Whether it’s for work or it’s personal, just let your creative juices flow. Get them out of your head and into the world. It’s cathartic for you and useful to others!
#6. Remember That the Current Situation is Temporary, But the Positive Outcomes Can Be Lasting.
Cultivate a positive mindset. As hard as it is, this situation is temporary; you can make it through anything for a period of time. Do things during the day to help you stay positive: Go outside daily and get some fresh air; meditate five minutes several times during the day; take regular breaks; set and reach work session goals and then reward yourself and others around you; stay in communication with people in a variety of ways. And keep in mind that what you’re doing today will impact your tomorrow by helping you:
- Fully realize or more deeply appreciate the need for effective and consistent communication
- Fully incorporate efficiencies into your life through time management, prioritization and costreduction practices. This can impact just not your work life but your personal life, perhaps by guiding you to make wiser purchases (what do you really need to enjoy life?) or by helping you prioritize the usage of your time (for instance, less time on mindless TV/internet watching and more time with family).

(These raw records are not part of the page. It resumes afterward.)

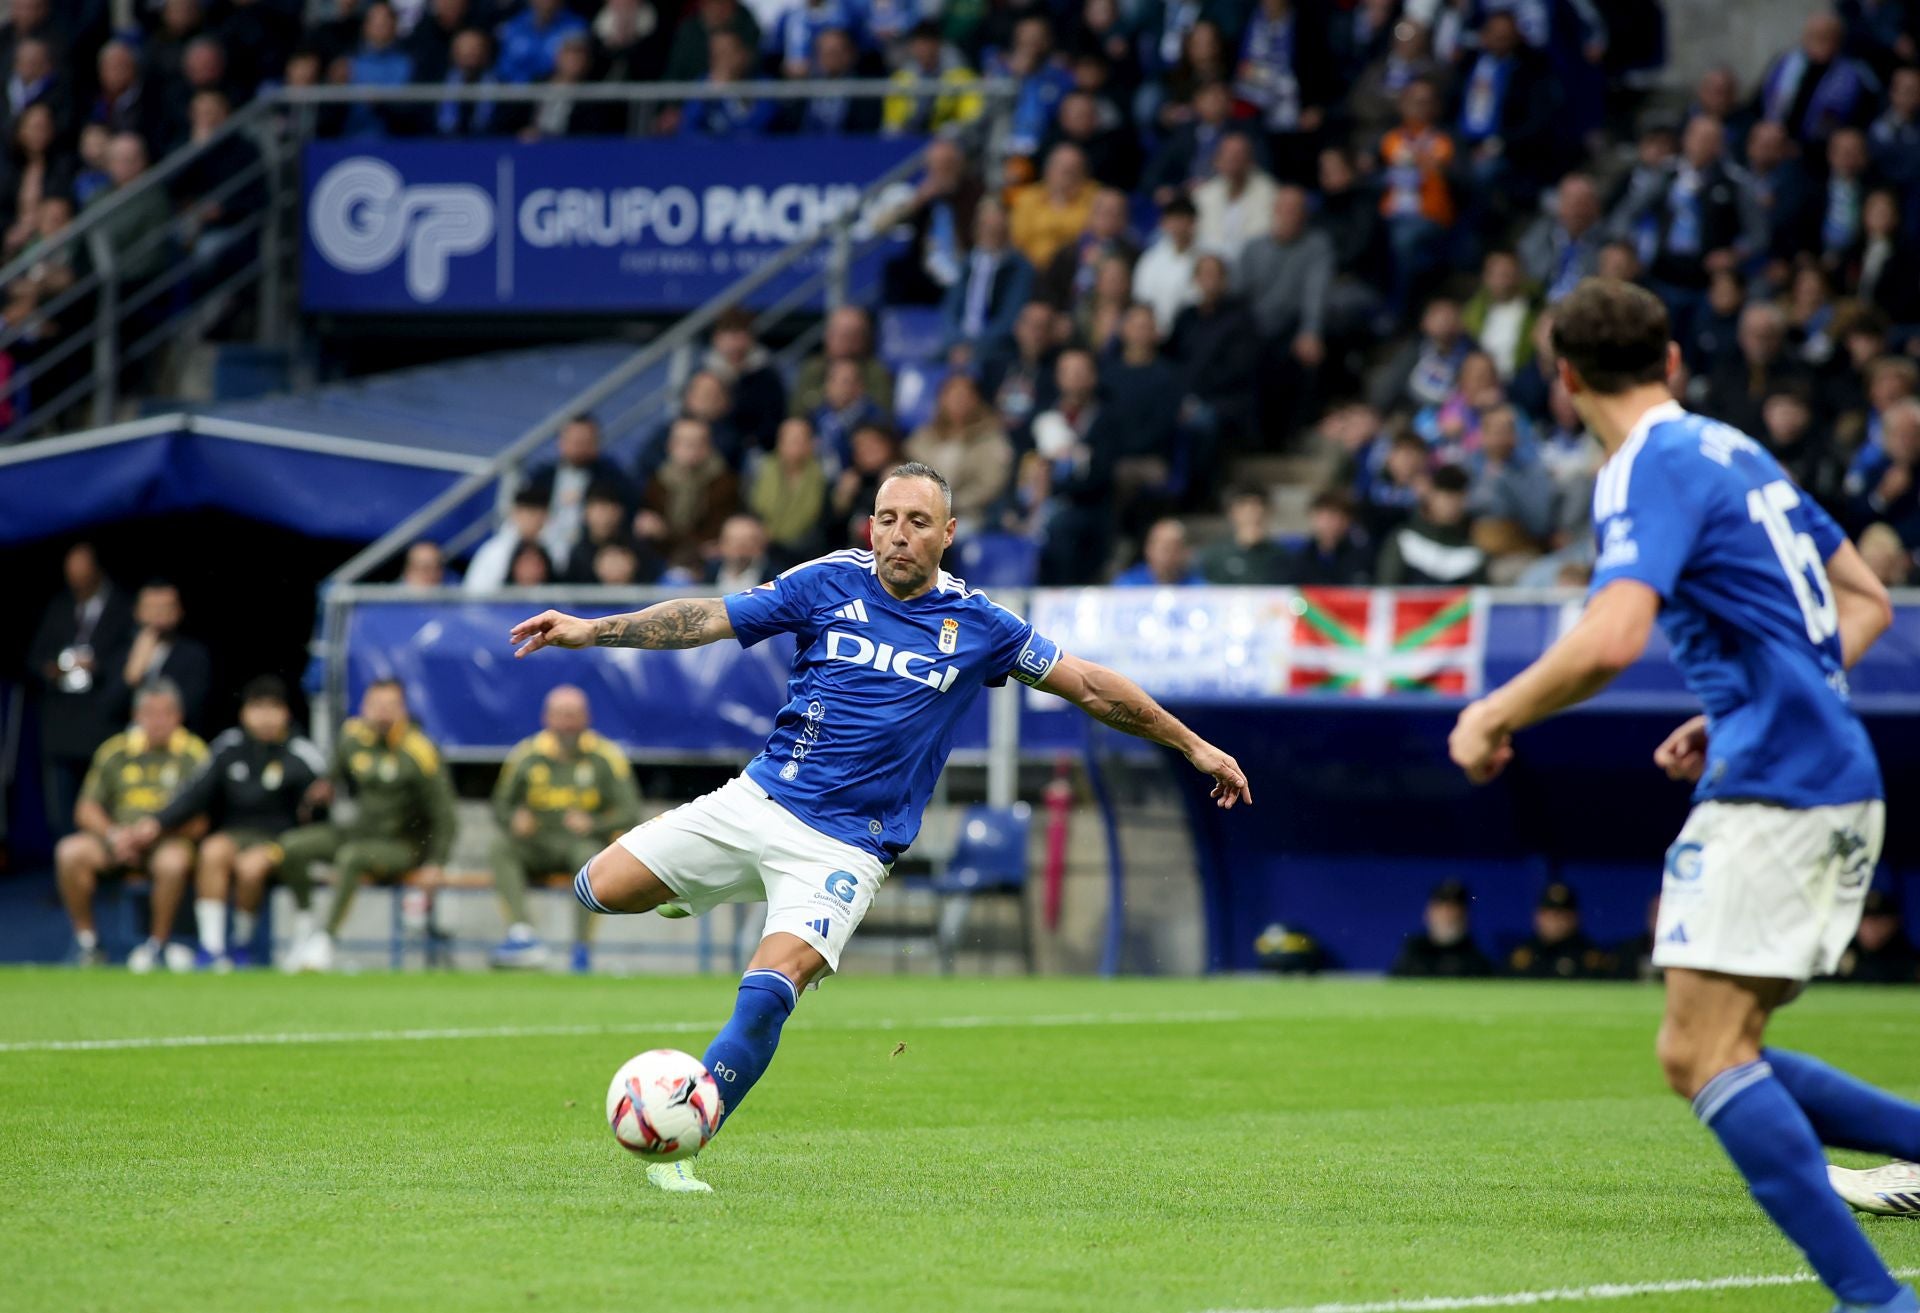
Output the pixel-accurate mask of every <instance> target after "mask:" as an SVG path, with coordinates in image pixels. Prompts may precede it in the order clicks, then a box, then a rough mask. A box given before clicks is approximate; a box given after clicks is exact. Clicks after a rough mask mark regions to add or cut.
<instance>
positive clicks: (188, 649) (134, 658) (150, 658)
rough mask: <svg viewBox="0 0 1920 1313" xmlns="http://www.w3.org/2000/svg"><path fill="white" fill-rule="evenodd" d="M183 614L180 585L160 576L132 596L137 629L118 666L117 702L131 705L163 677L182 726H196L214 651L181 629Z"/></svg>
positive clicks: (204, 694)
mask: <svg viewBox="0 0 1920 1313" xmlns="http://www.w3.org/2000/svg"><path fill="white" fill-rule="evenodd" d="M184 618H186V609H184V607H180V589H179V587H175V585H173V584H169V582H165V580H154V582H152V584H148V585H146V587H142V589H140V593H138V595H136V597H134V603H132V622H134V626H136V630H134V635H132V645H131V647H129V649H127V660H125V662H123V664H121V670H119V681H121V706H132V704H134V701H138V691H140V689H144V687H148V685H152V683H159V681H161V680H165V681H167V683H169V685H171V687H173V691H175V699H177V701H179V704H180V718H182V720H184V722H186V728H188V729H198V728H200V726H202V718H204V712H205V708H207V691H209V689H211V687H213V655H211V653H209V651H207V645H205V643H202V641H200V639H196V637H190V635H186V633H180V622H182V620H184Z"/></svg>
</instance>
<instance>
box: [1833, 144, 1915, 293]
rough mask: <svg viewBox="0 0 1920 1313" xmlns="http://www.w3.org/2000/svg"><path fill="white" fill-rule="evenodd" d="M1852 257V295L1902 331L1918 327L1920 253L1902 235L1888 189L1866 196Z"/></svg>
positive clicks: (1902, 226)
mask: <svg viewBox="0 0 1920 1313" xmlns="http://www.w3.org/2000/svg"><path fill="white" fill-rule="evenodd" d="M1914 150H1916V152H1920V146H1916V148H1914ZM1851 255H1853V259H1851V267H1849V275H1851V282H1853V288H1855V296H1857V298H1859V299H1860V301H1864V303H1866V305H1872V307H1876V309H1878V311H1880V313H1884V315H1885V317H1887V319H1889V321H1891V322H1895V324H1901V326H1903V328H1912V326H1916V324H1920V253H1916V251H1914V248H1912V242H1910V240H1908V238H1907V234H1905V228H1903V225H1901V200H1899V194H1895V192H1893V190H1891V188H1880V190H1876V192H1872V194H1868V198H1866V205H1864V207H1862V211H1860V242H1859V246H1857V248H1855V251H1853V253H1851Z"/></svg>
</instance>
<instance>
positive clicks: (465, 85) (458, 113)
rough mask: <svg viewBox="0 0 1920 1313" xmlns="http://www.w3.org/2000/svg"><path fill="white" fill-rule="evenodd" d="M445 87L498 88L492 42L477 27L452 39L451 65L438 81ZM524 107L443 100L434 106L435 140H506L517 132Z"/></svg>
mask: <svg viewBox="0 0 1920 1313" xmlns="http://www.w3.org/2000/svg"><path fill="white" fill-rule="evenodd" d="M434 81H440V83H444V84H447V86H499V84H501V83H499V79H497V77H495V75H493V38H492V36H488V35H486V33H482V31H480V29H478V27H468V29H465V31H461V33H457V35H455V36H453V44H451V63H449V65H447V69H445V73H442V75H440V77H438V79H434ZM524 113H526V109H524V106H515V104H505V102H499V100H442V102H440V104H438V106H434V117H432V132H434V136H505V134H509V132H513V131H516V127H518V123H520V119H522V117H524Z"/></svg>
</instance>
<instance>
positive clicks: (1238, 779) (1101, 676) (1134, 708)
mask: <svg viewBox="0 0 1920 1313" xmlns="http://www.w3.org/2000/svg"><path fill="white" fill-rule="evenodd" d="M1041 687H1043V689H1046V691H1048V693H1052V695H1054V697H1062V699H1066V701H1069V703H1073V704H1075V706H1079V708H1081V710H1083V712H1087V714H1089V716H1092V718H1094V720H1098V722H1100V724H1102V726H1112V728H1114V729H1119V731H1123V733H1131V735H1133V737H1137V739H1150V741H1154V743H1162V745H1165V747H1169V749H1173V751H1175V752H1181V754H1183V756H1185V758H1187V760H1188V762H1192V766H1194V770H1198V772H1200V774H1202V776H1212V777H1213V800H1215V802H1219V804H1221V806H1233V804H1235V802H1248V804H1252V800H1254V793H1252V789H1248V785H1246V772H1242V770H1240V762H1236V760H1233V758H1231V756H1227V754H1225V752H1221V751H1219V749H1217V747H1213V745H1212V743H1208V741H1206V739H1202V737H1200V735H1198V733H1194V731H1192V729H1188V728H1187V726H1183V724H1181V722H1179V720H1177V718H1175V716H1173V712H1169V710H1167V708H1165V706H1162V704H1160V703H1156V701H1154V699H1152V695H1148V691H1146V689H1142V687H1140V685H1139V683H1135V681H1133V680H1129V678H1127V676H1123V674H1119V672H1117V670H1108V668H1106V666H1100V664H1094V662H1091V660H1081V658H1079V657H1071V655H1068V657H1062V658H1060V660H1058V662H1054V668H1052V670H1050V672H1048V674H1046V678H1044V680H1041Z"/></svg>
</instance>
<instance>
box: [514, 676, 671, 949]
mask: <svg viewBox="0 0 1920 1313" xmlns="http://www.w3.org/2000/svg"><path fill="white" fill-rule="evenodd" d="M540 726H541V729H540V733H536V735H534V737H530V739H520V743H516V745H515V749H513V752H509V754H507V762H505V766H501V770H499V781H497V783H495V785H493V820H495V822H497V824H499V833H495V837H493V843H492V847H490V850H488V864H490V866H492V868H493V891H495V893H497V895H499V900H501V904H505V912H507V939H505V941H501V944H499V946H497V948H495V950H493V966H497V967H541V966H545V962H547V946H545V944H541V943H540V937H538V935H536V933H534V918H532V912H530V910H528V902H526V887H528V881H530V877H545V875H572V873H574V871H580V870H584V868H586V864H588V862H591V860H593V856H595V854H597V852H599V850H601V848H603V847H607V845H609V843H612V839H614V837H618V835H620V833H622V831H626V829H630V827H632V825H636V824H639V789H637V787H636V785H634V770H632V766H628V762H626V752H622V751H620V749H618V747H616V745H614V743H609V741H607V739H603V737H599V735H597V733H593V729H591V712H589V708H588V695H586V693H582V691H580V689H576V687H574V685H570V683H563V685H559V687H555V689H553V691H549V693H547V699H545V703H543V704H541V710H540ZM591 921H593V916H591V912H588V908H586V904H580V902H574V948H572V967H574V971H586V969H588V967H589V962H588V943H589V933H591Z"/></svg>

- Experience higher levels of self-actualization or self-understanding.
When we come out on the other side of these challenging times, what will you take with you? Will you have learned to enjoy being by yourself or spending more time with your family? Will you have embraced different ways of communicating with others to create and maintain meaningful relationships? Will you have discovered tools to overcome fear and frustration? Will you have stretched yourself to new and challenging heights?
My hope is for all of the above, for all of us.
I know that all of us who can work from home are grateful that we can, but it’s okay to acknowledge that the isolation and rationing of being quarantined is hard. I hope you will embrace these principals of organizing your space, managing your time in productive segments, taking care of yourself, maintaining continuous and effective communication and encouraging your coworkers and yourself—not just now but when you’re able to go back into your normal office or work environment. Above all, though, I hope you will strive to find joy in every day, now and always!